A week later the 84th entered the Húglí, and landing on the 20th, marched to the quarters assigned them at Chinsurah, twenty miles north of Calcutta. The Government immediately transmitted orders to Colonel Mitchell to march his regiment, the 19th N. I., from Barhámpur to Barrackpur.

In the interval the Court of Inquiry, referred to in the last chapter, had, as already stated, taken evidence, and on its report the Governor-General in Council had resolved to punish the sipáhís by disbanding the regiment. Previous experience of that punishment had proved that it was at best but a clumsy device. It was especially ill-adapted to the actual circumstances, for it would distribute over areas already partially infected a thousand men who regarded themselves, and who would be regarded by others, as martyrs for their religion.
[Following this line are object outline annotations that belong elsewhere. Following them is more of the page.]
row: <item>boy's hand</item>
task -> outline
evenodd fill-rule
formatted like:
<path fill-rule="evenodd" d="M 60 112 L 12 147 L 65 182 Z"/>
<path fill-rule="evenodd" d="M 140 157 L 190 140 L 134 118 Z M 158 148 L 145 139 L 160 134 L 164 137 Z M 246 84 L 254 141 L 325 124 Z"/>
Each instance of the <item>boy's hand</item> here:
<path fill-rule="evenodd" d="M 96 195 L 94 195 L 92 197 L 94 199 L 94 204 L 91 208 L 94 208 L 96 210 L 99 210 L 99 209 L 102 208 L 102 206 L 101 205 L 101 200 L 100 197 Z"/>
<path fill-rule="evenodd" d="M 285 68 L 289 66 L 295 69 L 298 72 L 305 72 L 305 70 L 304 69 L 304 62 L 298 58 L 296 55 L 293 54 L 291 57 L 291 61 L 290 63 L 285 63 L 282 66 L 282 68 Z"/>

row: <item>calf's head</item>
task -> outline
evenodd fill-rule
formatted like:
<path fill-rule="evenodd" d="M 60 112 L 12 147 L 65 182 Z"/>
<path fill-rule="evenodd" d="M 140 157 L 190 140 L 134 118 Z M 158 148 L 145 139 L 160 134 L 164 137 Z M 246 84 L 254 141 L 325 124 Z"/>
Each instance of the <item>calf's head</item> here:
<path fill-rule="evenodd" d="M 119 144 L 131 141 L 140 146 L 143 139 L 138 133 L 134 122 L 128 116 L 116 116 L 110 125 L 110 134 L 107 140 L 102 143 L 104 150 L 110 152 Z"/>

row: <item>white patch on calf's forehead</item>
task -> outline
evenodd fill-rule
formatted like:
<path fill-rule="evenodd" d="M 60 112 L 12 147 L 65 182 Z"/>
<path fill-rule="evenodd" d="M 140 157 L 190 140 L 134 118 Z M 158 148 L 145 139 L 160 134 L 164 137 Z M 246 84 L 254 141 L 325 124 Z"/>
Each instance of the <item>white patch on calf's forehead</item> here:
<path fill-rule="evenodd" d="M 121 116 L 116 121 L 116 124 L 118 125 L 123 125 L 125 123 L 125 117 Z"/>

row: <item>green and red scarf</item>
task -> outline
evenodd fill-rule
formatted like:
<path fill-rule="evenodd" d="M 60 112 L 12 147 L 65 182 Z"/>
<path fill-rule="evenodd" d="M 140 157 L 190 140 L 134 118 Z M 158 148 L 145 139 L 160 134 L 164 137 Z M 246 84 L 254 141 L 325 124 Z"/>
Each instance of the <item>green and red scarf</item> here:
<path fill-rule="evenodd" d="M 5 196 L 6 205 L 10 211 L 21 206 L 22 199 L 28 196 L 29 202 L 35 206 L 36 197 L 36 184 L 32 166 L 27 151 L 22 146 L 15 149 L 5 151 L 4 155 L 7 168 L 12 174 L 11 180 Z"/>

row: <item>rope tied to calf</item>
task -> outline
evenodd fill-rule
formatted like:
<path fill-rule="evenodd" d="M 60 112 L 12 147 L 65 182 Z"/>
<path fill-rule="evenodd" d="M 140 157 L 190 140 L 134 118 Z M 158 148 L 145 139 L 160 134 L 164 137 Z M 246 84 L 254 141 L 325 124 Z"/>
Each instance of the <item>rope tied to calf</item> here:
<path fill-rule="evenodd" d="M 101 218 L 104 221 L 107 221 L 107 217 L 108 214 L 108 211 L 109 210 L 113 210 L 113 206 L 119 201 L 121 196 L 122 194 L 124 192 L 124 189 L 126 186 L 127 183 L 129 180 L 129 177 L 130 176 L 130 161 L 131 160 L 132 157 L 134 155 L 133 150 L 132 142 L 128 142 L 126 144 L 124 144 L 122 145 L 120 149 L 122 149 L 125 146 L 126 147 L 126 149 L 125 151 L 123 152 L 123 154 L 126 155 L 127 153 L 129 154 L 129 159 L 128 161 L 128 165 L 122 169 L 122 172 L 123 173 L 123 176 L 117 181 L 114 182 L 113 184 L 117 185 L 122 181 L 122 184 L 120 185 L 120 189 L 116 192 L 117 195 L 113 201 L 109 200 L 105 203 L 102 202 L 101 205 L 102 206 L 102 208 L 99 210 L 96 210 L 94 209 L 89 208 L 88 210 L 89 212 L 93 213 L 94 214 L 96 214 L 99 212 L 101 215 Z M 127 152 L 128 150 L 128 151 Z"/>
But in the Council of Lord Canning there was not one man upon whom had been bestowed the divine gift of imagination. No other remedy presented itself to their matter-of-fact minds. So the order for disbandment was issued. It was hoped that the impressive ceremony of disbandment, carried out in the presence of four native regiments, and supervised by their English comrades, would produce a great effect. But, unhappily for the theories of those in high places, an event took place at Barrackpur, before the arrival of the 19th there, which proved conclusively that the evil, which the disbandment of the 19th was to cure, was far more widely spread and deeply rooted than any official had conceived.